Dicen que la realidad, a veces, supera ampliamente a la ficción, y no seré yo quien afirme lo contrario. Pero no me parece menos cierto que la realidad se permite a menudo unas licencias que encontraríamos intolerables en la ficción, en la que todos estamos acostumbrados a que cada historia tenga una exposición, un nudo y un desenlace. En la realidad –gracias a su intérprete habitual, el periodismo- hay historias con exposición y nudo que carecen de desenlace. Durante días o semanas, ciertas noticias aparecen de manera insistente en la prensa escrita, la radio y la televisión, consiguiendo crearnos un interés por saber cómo terminarán, pero a menudo nos quedamos con las ganas y acabamos olvidándonos rápidamente de unos asuntos que eran muy importantes o que nos habían hecho creer que lo eran.
El último de esos asuntos que me ha venido a la cabeza es el extraño culebrón de los pinchazos en bares y discotecas a mujeres que rondaban por ahí y a las que alguien clavaba una jeringa o un pincho o vaya usted a saber qué. Se habló de intentos de sumisión sexual, aunque la mayoría de las denunciantes acababa siendo diagnosticada de un simple pinchazo incomprensible porque no se les había inyectado nada (no era fácil, pues parecía que los supuestos desaprensivos las pillaban al vuelo, sin quedarse a esperar el momento de someterlas químicamente). Los casos de inyección con fines aviesos eran escasísimos, y más bien parecía que una legión de tarados se había puesto de acuerdo en toda España (cosa posible desde el invento de las redes sociales) para crear un pánico falso entre la población femenina y un poco de alarma social, ya puestos. La información sobre los pinchazos era constante, tanto que se consiguió crear cierto ambiente de terror entre las asiduas a las discotecas, quienes, a partir de ahora, además de esquivar la posible burundanga de tipos aparentemente simpáticos, debían también vigilar con quien se cruzaban en la pista de baile. El fenómeno era de alcance nacional.
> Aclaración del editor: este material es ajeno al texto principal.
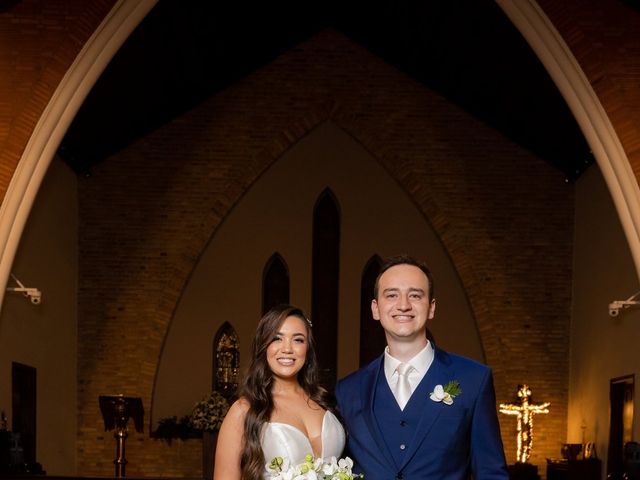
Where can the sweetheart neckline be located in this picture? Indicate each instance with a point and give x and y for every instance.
(296, 429)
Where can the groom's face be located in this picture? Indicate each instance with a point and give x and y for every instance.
(403, 307)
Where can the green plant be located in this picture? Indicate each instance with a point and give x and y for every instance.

Los pinchazos se daban en las grandes ciudades y en los pueblos. Nos enfrentábamos a una amenaza nueva, incomprensible y tirando a imbécil, ya que los gamberros (o lo que fueran) pinchaban por pinchar, sin sacar de ello ningún beneficio, por lamentable que fuera.
Estaba toda España en alerta hasta que un buen día dejamos de leer noticias sobre el extraño caso de los pinchazos, una historia con exposición y algo de nudo, pero sin desenlace. ¿Qué fue de los gamberros que pinchaban a las chicas? ¿Por qué lo hacían? ¿Cómo se coordinaban, si es que lo hacían? Por las mismas fechas, en el Reino Unido, se ponía de moda acuchillar a los transeúntes y los tabloides se ponían las botas con las noticias acerca de tan molesta tendencia. Tanto en España como en Inglaterra, los pinchazos de discoteca y las puñaladas de esquina se acabaron de un día para otro (aunque acaba de producirse un acuchillamiento en Londres durante los días de duelo por Isabel II). Renuncio a entender lo de los navajeros británicos, pero me gustaría saber cómo terminó la muy española historia de los pinchazos absurdos en discotecas, que casi nunca llevaban a una sumisión química, a una violación o a cualquier otra experiencia desagradable.
Pero me temo que estamos tan acostumbrados a que la realidad carezca de desenlace que casi nadie se pregunta ya cómo acabó, si es que acabó, la historia de los pinchazos discotequeros. Si la guerra en Ucrania se eterniza, es muy posible que nos pase lo mismo, convirtiendo el matonismo de Putin en otra de esas historias que duran demasiado, tanto que nos acaba dando lo mismo saber cómo terminan. Hace semanas que ni la prensa, la radio y la televisión dicen nada sobre la amenaza del absurdo pinchazo. Si el peligro ha pasado, ¿a qué se debe? ¿Se han vuelto a coordinar los gamberros para interrumpir sus estúpidas actividades? ¿Ha llegado la policía a alguna conclusión al respecto? Misterio. Lo único que ha quedado claro es que un asunto de vital interés ha dejado de serlo de un día para otro.
No sé si la realidad supera a la ficción, pero es evidente que está muy por debajo de esta cuando tras el nudo y la exposición, nos hurta el desenlace. Me gustaría saber a qué obedeció aquella epidemia de los pinchazos, pero me temo que me voy a quedar con las ganas si no me cuentan nada los periodistas, los policías, los jueces y los políticos. No dudo que todos ellos viven agobiados por las novedades, pero dejar una historia sin conclusión no se le habría ocurrido ni a Marcial Lafuente Estefanía.